Culture Secretary Oliver Dowden said it was “quite extraordinary” that the Winston Churchill Memorial Trust renamed itself The Churchill Fellowship and removed images of the former prime minister from its website. The charity also took down a 1,400-word tribute and a list of his achievements.
It said that many of Sir Winston’s views on race were “widely seen as unacceptable today, a view that we share”.
The organisation insisted it had not tried to “cancel” the Second World War hero and had made changes for administrative reasons.
But Mr Dowden gave the explanation short shrift.
He said: “I found it quite extraordinary.

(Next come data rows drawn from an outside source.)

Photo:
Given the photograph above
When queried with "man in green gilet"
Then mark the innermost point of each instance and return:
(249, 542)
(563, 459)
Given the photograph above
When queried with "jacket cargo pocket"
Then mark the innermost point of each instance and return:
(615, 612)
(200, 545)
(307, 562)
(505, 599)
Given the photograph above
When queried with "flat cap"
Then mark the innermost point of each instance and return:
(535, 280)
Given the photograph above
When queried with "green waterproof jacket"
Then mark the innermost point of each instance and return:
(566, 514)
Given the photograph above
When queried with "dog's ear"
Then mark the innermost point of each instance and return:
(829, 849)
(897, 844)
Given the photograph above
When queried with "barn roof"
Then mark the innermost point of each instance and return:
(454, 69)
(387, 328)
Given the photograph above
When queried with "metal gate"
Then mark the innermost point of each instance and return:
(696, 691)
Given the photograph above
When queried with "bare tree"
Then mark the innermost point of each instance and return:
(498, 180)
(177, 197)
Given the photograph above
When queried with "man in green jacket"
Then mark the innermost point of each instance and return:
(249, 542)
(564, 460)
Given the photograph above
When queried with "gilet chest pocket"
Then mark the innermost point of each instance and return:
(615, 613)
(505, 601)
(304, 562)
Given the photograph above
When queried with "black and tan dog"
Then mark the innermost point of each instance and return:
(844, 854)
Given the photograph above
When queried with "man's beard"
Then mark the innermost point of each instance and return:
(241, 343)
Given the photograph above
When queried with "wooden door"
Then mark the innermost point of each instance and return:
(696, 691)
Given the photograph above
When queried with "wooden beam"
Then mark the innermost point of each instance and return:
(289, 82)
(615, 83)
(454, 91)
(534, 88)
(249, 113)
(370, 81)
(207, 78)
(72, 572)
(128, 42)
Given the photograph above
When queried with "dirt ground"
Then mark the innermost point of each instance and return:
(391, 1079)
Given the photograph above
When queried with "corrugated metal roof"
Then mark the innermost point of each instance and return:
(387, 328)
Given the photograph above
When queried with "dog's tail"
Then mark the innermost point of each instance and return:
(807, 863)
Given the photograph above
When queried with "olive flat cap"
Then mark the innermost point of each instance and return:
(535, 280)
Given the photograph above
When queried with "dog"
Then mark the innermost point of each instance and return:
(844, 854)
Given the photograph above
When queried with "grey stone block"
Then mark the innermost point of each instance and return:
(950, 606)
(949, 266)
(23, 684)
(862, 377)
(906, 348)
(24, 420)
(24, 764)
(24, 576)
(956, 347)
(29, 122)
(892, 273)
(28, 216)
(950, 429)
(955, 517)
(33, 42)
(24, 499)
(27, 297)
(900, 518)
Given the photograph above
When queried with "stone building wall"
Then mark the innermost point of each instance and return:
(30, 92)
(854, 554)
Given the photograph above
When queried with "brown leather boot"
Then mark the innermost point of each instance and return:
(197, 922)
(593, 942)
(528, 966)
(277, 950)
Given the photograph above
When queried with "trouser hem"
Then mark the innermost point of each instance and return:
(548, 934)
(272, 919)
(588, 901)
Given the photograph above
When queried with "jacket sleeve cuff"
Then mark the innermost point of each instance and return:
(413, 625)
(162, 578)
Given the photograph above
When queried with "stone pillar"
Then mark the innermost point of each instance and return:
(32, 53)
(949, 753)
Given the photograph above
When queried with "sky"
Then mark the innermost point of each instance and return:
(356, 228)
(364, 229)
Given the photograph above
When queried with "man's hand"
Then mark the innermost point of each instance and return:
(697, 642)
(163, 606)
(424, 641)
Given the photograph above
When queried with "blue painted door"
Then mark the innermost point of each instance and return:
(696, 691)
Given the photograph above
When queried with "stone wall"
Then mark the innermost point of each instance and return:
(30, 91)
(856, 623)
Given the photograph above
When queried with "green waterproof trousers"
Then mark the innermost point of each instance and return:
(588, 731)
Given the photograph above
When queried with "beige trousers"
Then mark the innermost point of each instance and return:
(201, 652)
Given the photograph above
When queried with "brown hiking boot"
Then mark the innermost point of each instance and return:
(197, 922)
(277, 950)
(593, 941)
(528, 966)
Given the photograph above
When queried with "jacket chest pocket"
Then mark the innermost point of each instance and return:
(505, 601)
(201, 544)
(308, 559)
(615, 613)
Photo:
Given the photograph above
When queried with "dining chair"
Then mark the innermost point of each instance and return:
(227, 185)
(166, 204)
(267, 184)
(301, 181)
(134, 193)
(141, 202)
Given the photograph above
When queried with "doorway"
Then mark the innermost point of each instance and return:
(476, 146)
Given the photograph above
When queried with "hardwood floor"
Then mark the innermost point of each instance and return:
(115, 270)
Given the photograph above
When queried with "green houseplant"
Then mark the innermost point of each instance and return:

I read their explanation.
“They say there are various reasons for this but the bottom line is, you look at the website before and after, and there is a lot less Churchill on it after than there was before.
“I do really worry, and you see this in relation to many charities, that they pander to a noisy woke brigade who are trying to challenge all aspects of our history.
“They would not have the freedom to make these kinds of decisions were it not for Churchill in the first place.
“I do worry when we start to question the sort of values that have made this such a wonderful country.”
Prime Minister Boris Johnson — who has written a biography of Sir Winston — accused the charity of attempting to “airbrush” away the “giant achievements” of the former leader’s time in Downing Street earlier this week.
A statue of Sir Winston in Parliament Square was daubed with the word “racist” after being targeted by Black Lives Matter protesters last year.
The charity issued a statement on racism that said “aspects” of Sir Winston’s life were the subject of present-day controversy.
It insists its rebrand is not an attempt at “disowning” him.
The fellowship is chaired by Sir Winston’s grandson Jeremy.
It offers grants to enable people to study practical topics abroad.
But Frank Furedi, professor of sociology at Kent University, believes Churchill was being targeted because he “personifies Britishness”.
And that destroying his reputation strikes a blow against an individual who symbolised a “uniquely British” way of life.
Cambridge professor David Abulafia said some of the treatment of historical figures is like “digging people out of their graves and burning them as the Spanish inquisition used to do”.